Witam w ogrodzie u Aguniady cz. 23
- cyganka77
- Przyjaciel Forum - gold
- Posty: 2062
- Od: 21 sie 2012, o 14:52
- Opryskiwacze MAROLEX: 1 szt.
- Lokalizacja: mazowieckie
Re: Witam w ogrodzie u Aguniady cz. 23
A ja wczoraj przechodziłam w sklepie B. obok bukszpanów i rzeczywiście zaleciało mi kocimi odchodami. Przypomniała mi się od razu dyskusja o nich. W ogródku mam na razie trzy, ale od żadnego nie śmierdzi.
Re: Witam w ogrodzie u Aguniady cz. 23
też mi przypomniałaś jednego wąchałam palcem pocierałam był lekki zapach hmm no może faktycznie koci ale naprawdę musiałam mocno sobie wciągnąc do nosa by ten zapach poczućcyganka77 pisze:A ja wczoraj przechodziłam w sklepie B. obok bukszpanów i rzeczywiście zaleciało mi kocimi odchodami. Przypomniała mi się od razu dyskusja o nich. W ogródku mam na razie trzy, ale od żadnego nie śmierdzi.

Ostoja spokoju...
Pozdrawiam Daria
Pozdrawiam Daria
Re: Witam w ogrodzie u Aguniady cz. 23
Dziewczyny! Dzień dobry
Zimno dziś jak piorun, więc siedzę przy rysunkach (p*** aksonometria niemal skończona), a ogród odłogiem leży. Ponoć jednak to ostatnie takie zimne dni i znowu zawita do nas ciepełko
Tego się trzymam!
Powiem Wam ciekawostkę, że kupiłam dziś malutką sadzonkę bukszpanu do donicy i zajeżdża książkowo! Tzn. tak, jak sobie tu rozmawiałyśmy, czyli kocimi siuśkami. No trudno, może to wytrzymam. W każdym razie, odmiany pani w sklepie nie znała. Do szkółki zapomniałam wstąpić (ach, jakież tam kule bukszpanowe przyjechały... jakie sosenki żółte na nóżce... jakie cudne magnolie obsypane kwieciem... jakie psy z dredami dorodne... napatrzeć się nie mogę!), ale następnym razem dowiem się co i dlaczego nam zajeżdża.

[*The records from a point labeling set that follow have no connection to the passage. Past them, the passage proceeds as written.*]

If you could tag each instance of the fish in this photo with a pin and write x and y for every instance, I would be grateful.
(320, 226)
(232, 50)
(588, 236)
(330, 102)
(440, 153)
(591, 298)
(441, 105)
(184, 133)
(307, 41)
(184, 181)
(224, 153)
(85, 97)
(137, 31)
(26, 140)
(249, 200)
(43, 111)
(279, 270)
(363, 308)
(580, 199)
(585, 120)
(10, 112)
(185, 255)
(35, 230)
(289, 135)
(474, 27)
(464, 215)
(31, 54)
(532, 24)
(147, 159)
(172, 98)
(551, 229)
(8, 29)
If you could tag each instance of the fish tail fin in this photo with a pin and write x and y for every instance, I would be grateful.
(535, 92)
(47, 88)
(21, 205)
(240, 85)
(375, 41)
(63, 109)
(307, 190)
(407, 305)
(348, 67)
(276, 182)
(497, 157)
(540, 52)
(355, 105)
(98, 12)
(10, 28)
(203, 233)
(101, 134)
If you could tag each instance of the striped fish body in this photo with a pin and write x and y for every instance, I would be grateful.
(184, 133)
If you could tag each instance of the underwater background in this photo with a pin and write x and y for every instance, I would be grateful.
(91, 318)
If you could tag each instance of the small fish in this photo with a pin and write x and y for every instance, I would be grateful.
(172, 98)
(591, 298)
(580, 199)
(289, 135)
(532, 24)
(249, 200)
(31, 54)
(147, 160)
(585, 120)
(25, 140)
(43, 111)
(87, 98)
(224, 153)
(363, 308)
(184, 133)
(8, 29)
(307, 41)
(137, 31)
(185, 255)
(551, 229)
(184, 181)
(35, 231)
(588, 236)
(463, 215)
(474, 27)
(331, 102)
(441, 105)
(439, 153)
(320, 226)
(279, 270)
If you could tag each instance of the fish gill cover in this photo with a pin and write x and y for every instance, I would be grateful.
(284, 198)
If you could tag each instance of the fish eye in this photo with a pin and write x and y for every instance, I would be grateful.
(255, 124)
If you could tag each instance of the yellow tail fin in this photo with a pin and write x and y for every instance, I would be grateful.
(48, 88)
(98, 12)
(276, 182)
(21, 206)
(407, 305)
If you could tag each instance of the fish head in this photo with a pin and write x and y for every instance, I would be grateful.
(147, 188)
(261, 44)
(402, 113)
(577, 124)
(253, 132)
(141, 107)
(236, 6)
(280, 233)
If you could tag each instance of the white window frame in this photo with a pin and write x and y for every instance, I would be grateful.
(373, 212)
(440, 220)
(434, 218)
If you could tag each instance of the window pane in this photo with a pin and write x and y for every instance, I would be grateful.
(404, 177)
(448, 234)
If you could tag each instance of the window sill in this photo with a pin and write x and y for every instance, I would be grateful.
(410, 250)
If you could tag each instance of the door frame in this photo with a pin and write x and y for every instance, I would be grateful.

Dario, ja dziś wyczułam kocie odchody bardzo wyraźnie - wystarczyło nos zbliżyć, nawet nie trzeba nic pocierać. Widać te sąsiada, są tej dobrej odmiany
Trawnik skoszę jak tylko obeschnie... rano padało!
Asiu, no sama widzisz! Ja też to dziś w sklepie odkryłam!
Aga, rzeczywiście pogoda nie nastraja do ogrodowej ani jakiejkolwiek na zewnątrz aktywności... moje kije leżą odłogiem. Cieszę się, że zajrzałaś!
Kasiu, kawa zaliczona, zaraz zrobię sobie powtórkę, bo sennie dziś okrutnie... Pączuszków codziennie coraz więcej, chociaż te chłody faktycznie nieco stopują przyrodę. Mam nadzieję, że przymrozków nie będzie, a ciepełko szybko wróci.
W Melonie jeszcze nie byłam, ale za to byłam na Al. Krakowskiej
Szału nie było, ale z pustą ręką nie wyszłam 
Małgolinko, cieszę się z powodu Twoich odwiedzin!
Z zajęć jestem bardzo zadowolona, chociaż pracy huk, w związku z rozpoczęciem edukacji... ale nic nie ma przecież za darmo
Co do bukszpanów, to powąchaj je w różnych miejscach... ja już wiem, że są i bezwonne i takie, od których człowiek nos odwraca ;-)
Deszcz ze śniegiem? Nie przyjmuję do wiadomości, nie zgadzam się! Niech szybko u Ciebie znika...
Pozdrowienia!
Majutek, fizycznie rzeczywiście udało się odpocząć... zdaje się, że natura steruje też tym i dba o równowagę między wysiłkiem, a regeneracją ogrodnika
Jaka dziś pogoda u Ciebie?
Marysiu, miło mi, że jesteś i zechciałaś poczytać o moich perypetiach związanych ze studiami!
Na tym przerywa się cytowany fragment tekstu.